The present invention relates to interconnect designs and assemblies for head gimbal assemblies and more particularly, to interconnect designs and assemblies which enable a micro electro mechanical system motor (micromotor) to be packaged into a head gimbal assembly.
Disc drives are well known in the art and comprise several discs, each disc having several concentric data tracks for storing data. There is a high demand for increased aerial density of discs, which results in an effort to increase both the number of tracks per inch (TPI) and the number of bits per inch (BPI) on the disc. As a result, there is likewise a demand for a high resolution microactuator to precisely position the head over a selected radial track of the disc. More particularly, as efforts continue to increase track density, the radial spacing between concentric data tracks on the disc decreases. Conventional actuator motors, such as voice coil motors, lack sufficient resolution to effectively accommodate high track-density discs, necessitating the addition of a high resolution head microactuator.
Various microactuator designs have been considered to accomplish high resolution head positioning, including piezoelectric, electromagnetic, electrostatic, capacitive, fluidic, and thermal actuators. Various locations for the microactuator have been suggested, including on the slider itself and at the head mounting block connecting the head suspension load beam to the actuator arm. Locating the microactuators at the head mounting block was not desirable because the microactuators could achieve only limited frequency response in micropositioning the head, due to the relatively large mass being moved by the microactuator motor. More promising are micromotors located on the slider. However, sliders having associated micromotors suffer from several shortcomings which limit their feasibility.
For example, many micromotors are fabricated independently of the slider and subsequently must be attached to the slider. Consequently, the micromotors require additional tooling and assembly steps to attach the micromotor to the slider. This increases the complexity of the manufacturing process and creates additional fabrication steps. Due to the fragile nature and small size of micromotors, it has been prohibitively expensive, or inefficient, or both to manufacture sliders having micromotors in any sort of volume.
Thus, there is a need in the art for a micromotor assembly process which allows micromotors to be incorporated into the slider assembly in high volume without being cost prohibitive.
The present invention is a package for incorporating a micromotor into a head gimbal assembly. The micromotor serves to allow the slider to be more precisely positioned over a selected data track on a disc. The micromotor is incorporated in the head gimbal assembly, and actuation of the micromotor requires that certain electrical connections be made to the micromotor. In addition, the micromotor must be attached to the head gimbal assembly by some form of mechanical connection.
A method of making the electrical and mechanical connections between the head gimbal assembly and a micromotor is through a process of using solder and reflow techniques.
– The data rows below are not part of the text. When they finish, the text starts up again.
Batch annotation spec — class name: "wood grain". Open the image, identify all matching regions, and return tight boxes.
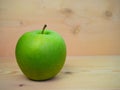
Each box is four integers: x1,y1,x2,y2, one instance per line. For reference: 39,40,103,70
0,0,120,56
0,56,120,90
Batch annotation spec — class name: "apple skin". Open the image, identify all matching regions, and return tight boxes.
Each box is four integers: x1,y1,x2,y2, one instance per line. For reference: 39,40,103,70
15,30,66,81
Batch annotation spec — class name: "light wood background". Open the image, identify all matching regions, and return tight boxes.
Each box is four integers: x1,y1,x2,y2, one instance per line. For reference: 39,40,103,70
0,56,120,89
0,0,120,57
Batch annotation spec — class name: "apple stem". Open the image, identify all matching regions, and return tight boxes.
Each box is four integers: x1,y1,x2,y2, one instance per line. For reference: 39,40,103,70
41,24,47,34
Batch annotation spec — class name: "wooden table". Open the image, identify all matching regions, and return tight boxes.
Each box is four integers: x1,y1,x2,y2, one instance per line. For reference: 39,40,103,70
0,56,120,90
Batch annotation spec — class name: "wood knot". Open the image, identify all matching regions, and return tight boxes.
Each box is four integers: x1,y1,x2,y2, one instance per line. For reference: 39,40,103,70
19,84,24,87
72,25,80,34
105,10,112,17
60,8,74,17
64,71,73,75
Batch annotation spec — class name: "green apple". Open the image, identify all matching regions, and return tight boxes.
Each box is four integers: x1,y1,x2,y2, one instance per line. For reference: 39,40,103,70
15,25,66,81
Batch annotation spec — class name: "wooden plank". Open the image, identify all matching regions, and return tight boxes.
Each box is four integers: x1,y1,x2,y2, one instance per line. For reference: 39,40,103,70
0,0,120,56
0,56,120,90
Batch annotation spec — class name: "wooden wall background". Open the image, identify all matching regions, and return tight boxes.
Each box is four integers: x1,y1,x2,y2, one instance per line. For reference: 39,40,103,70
0,0,120,57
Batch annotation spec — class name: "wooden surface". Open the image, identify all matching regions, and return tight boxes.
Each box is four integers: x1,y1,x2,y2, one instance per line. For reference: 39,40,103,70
0,56,120,90
0,0,120,56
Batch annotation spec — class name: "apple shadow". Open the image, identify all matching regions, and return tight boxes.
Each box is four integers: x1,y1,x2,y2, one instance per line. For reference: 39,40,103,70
27,75,62,82
17,68,73,82
26,71,73,82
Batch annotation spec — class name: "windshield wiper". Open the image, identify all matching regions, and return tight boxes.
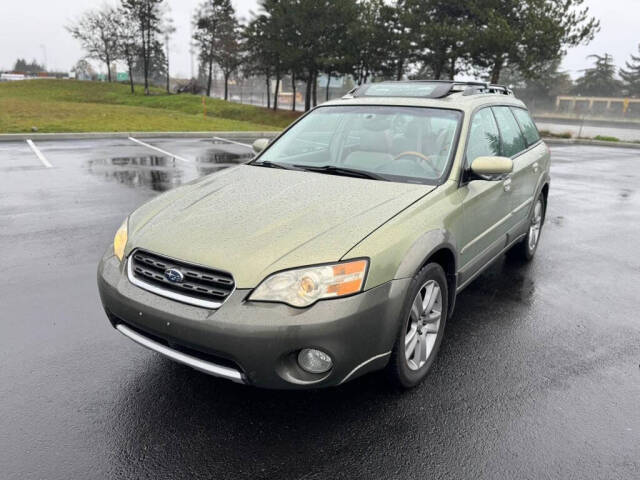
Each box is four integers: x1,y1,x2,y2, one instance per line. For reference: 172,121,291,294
292,164,389,181
251,160,297,170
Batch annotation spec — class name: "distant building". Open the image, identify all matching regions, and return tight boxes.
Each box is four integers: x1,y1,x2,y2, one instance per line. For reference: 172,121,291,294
556,96,640,118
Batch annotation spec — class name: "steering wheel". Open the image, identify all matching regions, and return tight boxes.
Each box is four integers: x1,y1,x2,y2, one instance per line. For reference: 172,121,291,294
392,151,439,175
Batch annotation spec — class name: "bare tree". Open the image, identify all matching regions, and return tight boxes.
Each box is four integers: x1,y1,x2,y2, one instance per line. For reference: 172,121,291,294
66,6,120,82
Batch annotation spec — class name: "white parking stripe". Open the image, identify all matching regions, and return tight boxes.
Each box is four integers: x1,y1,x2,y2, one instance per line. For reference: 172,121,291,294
26,139,53,168
128,137,191,162
212,136,253,149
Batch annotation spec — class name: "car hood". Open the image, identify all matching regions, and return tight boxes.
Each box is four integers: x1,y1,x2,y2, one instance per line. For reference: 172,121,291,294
126,165,433,288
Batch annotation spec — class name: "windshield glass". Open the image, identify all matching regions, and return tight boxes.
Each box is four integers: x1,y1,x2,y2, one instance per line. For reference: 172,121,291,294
252,106,462,184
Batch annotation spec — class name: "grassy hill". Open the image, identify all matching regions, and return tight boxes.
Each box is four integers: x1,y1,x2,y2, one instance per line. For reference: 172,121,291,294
0,80,300,133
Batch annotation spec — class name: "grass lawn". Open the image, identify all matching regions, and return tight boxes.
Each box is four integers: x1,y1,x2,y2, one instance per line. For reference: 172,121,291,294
0,79,300,133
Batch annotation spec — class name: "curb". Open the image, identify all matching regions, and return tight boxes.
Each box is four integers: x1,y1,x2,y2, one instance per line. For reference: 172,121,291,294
0,131,281,142
543,137,640,150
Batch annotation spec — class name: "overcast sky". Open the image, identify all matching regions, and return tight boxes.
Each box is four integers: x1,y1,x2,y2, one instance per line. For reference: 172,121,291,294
1,0,638,79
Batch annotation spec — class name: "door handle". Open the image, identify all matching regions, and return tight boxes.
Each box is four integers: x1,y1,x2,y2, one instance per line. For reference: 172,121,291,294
532,163,540,173
503,178,512,192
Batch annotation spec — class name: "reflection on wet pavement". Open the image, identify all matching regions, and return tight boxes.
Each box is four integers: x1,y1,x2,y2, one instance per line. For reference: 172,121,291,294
86,155,184,192
195,148,252,165
84,143,253,192
463,256,537,306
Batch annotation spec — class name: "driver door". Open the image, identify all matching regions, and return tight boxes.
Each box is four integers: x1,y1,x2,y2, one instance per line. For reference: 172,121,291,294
458,107,513,287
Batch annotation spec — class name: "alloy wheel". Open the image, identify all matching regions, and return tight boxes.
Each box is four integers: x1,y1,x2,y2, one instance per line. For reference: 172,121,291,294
528,199,543,251
405,280,442,371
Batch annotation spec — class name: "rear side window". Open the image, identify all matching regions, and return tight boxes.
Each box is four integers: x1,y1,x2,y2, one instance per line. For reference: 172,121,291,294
511,108,541,146
492,106,527,157
466,108,501,167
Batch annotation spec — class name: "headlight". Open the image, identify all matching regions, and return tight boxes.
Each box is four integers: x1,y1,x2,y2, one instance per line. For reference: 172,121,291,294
113,219,128,262
248,259,368,307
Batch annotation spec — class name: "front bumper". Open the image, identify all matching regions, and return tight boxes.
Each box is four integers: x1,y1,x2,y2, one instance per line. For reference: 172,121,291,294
97,250,410,389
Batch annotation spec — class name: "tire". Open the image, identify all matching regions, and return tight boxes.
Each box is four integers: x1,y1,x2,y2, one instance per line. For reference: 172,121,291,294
510,193,546,262
386,263,448,389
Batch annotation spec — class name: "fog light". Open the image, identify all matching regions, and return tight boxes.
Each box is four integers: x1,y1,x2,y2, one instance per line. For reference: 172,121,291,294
297,348,333,374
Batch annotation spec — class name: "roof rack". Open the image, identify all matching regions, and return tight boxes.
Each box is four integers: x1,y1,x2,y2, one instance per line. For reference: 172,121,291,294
345,80,513,100
459,83,513,97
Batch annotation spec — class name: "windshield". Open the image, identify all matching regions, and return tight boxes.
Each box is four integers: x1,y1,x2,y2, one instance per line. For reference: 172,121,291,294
252,106,462,184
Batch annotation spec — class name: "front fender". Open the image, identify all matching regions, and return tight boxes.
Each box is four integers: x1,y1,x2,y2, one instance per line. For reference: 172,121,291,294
394,229,459,318
394,228,458,280
529,171,551,219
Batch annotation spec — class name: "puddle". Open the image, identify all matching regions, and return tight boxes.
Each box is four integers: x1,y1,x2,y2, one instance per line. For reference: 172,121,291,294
86,155,184,192
195,148,252,165
85,153,247,192
94,156,177,168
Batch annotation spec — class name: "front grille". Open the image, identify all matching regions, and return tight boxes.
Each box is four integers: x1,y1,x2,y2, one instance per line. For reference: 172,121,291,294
129,249,235,308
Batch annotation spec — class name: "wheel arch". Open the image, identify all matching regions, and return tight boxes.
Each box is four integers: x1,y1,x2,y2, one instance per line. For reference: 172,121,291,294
394,229,458,318
541,182,549,202
541,182,550,215
537,180,550,225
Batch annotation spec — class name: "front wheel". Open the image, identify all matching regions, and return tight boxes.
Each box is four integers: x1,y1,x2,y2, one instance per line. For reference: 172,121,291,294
510,194,546,261
386,263,448,388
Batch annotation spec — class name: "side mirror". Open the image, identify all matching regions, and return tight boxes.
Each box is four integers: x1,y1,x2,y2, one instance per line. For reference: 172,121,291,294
470,156,513,177
252,138,270,154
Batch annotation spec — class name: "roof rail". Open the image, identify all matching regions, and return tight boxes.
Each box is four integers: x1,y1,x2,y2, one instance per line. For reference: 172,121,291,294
347,80,514,99
460,83,513,97
432,81,513,97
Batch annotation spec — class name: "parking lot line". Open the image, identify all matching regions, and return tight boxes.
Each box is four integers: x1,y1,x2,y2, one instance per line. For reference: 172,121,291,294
212,136,253,149
128,137,191,162
25,139,53,168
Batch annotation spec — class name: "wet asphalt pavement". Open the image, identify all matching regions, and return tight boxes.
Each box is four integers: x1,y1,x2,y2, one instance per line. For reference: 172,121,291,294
1,138,639,479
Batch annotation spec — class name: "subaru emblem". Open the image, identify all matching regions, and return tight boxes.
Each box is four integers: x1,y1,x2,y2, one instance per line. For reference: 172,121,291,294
164,268,184,283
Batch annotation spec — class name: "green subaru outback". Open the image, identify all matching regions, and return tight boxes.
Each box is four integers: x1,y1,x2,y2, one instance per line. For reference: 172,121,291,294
98,80,550,389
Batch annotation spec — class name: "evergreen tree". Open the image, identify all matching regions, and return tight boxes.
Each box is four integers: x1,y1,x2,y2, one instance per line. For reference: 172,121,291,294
470,0,599,83
13,58,45,74
349,0,395,85
269,0,358,110
502,60,574,110
193,0,237,98
620,44,640,97
133,39,167,86
121,0,166,95
406,0,472,80
574,53,623,97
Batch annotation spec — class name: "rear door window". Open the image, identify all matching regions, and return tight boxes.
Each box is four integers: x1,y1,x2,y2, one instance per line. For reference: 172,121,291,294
511,108,541,146
465,108,501,167
492,106,527,157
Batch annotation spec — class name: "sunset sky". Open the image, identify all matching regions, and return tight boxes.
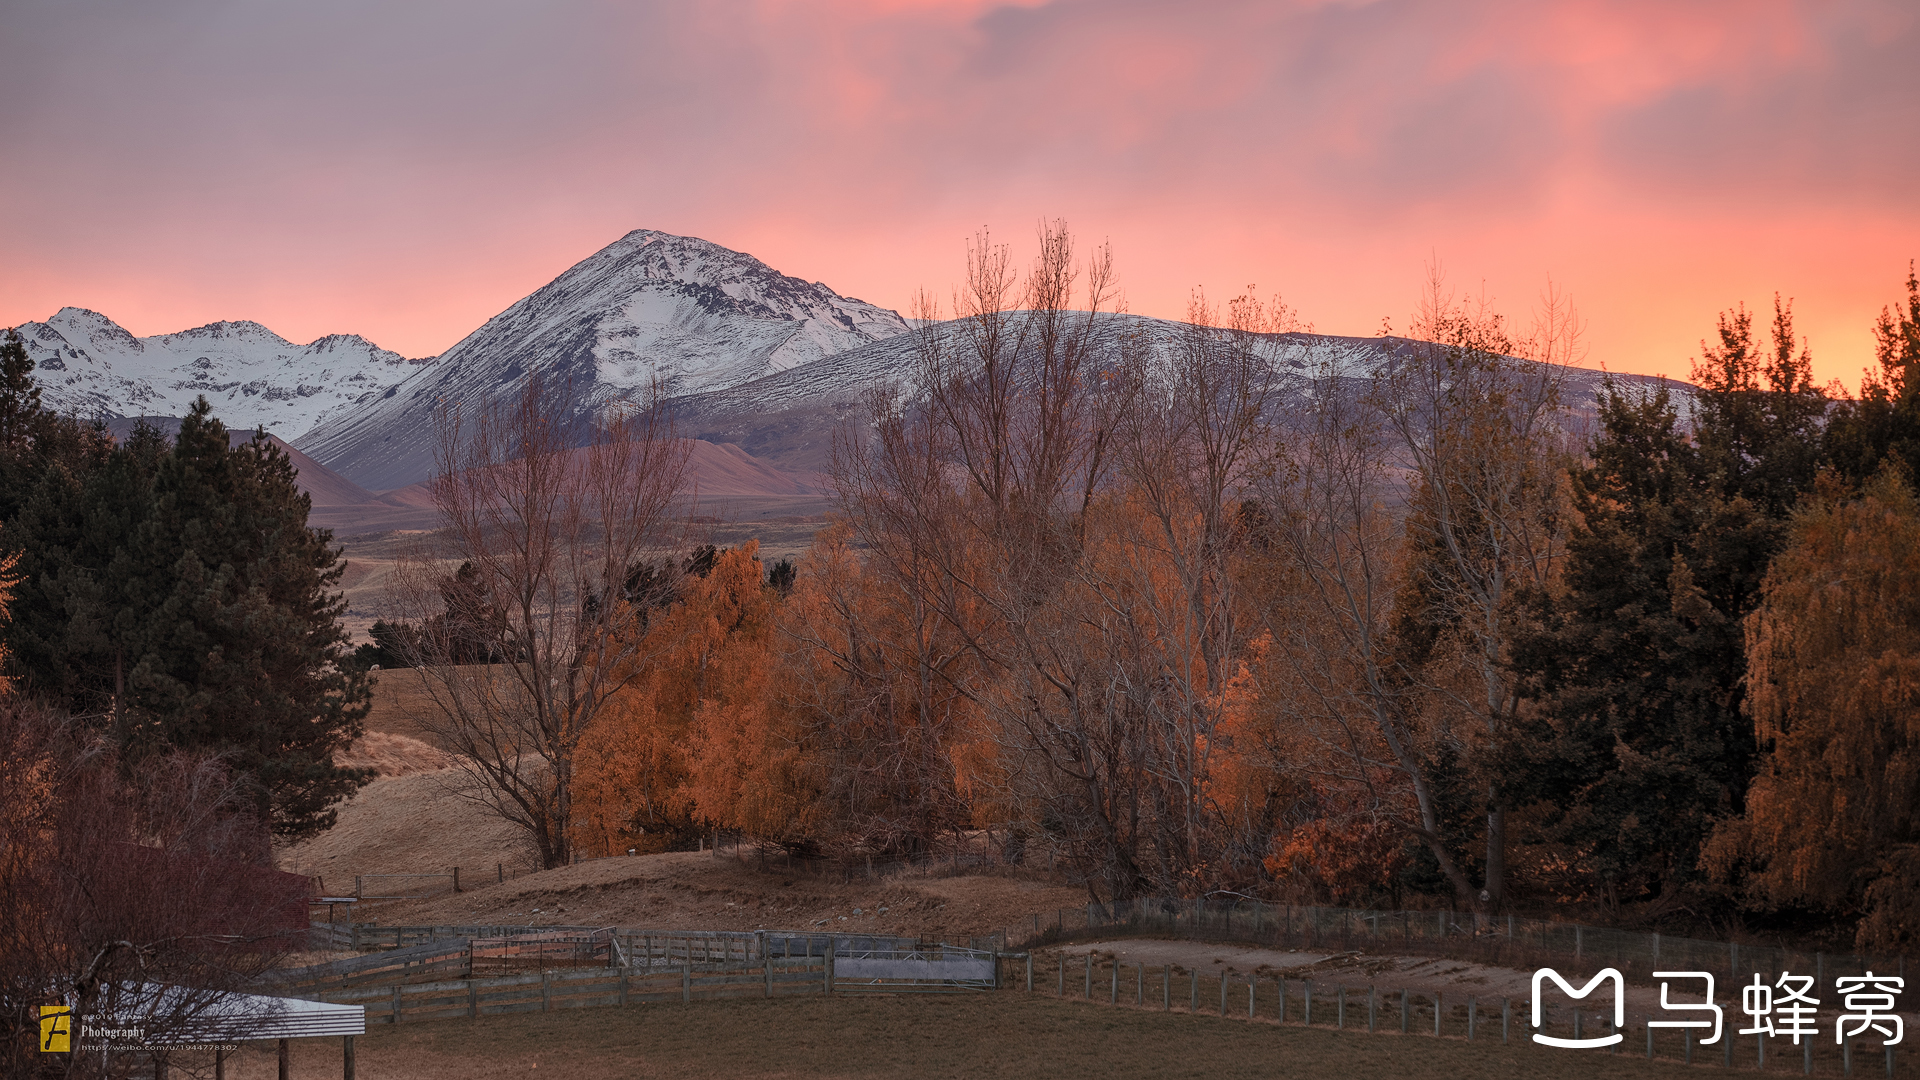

A micromotor is attached to a flex circuit, and solder bumps are applied to the surface of the micromotor. The slider is then placed onto the micromotor, and the combined flex circuit, micromotor, and slider are passed through a reflow oven allowing the solder bumps to create the necessary electrical and mechanical connections at solder joints formed between the micromotor, slider, and flex circuit.
Alternately, it is possible to make certain electrical connections by using wire bonding methods to connect the micromotor to a flex circuit. In yet another embodiment, a micromotor is fabricated with a via, which reduces the need for an electrical connection using either a wire bond or a flex circuit.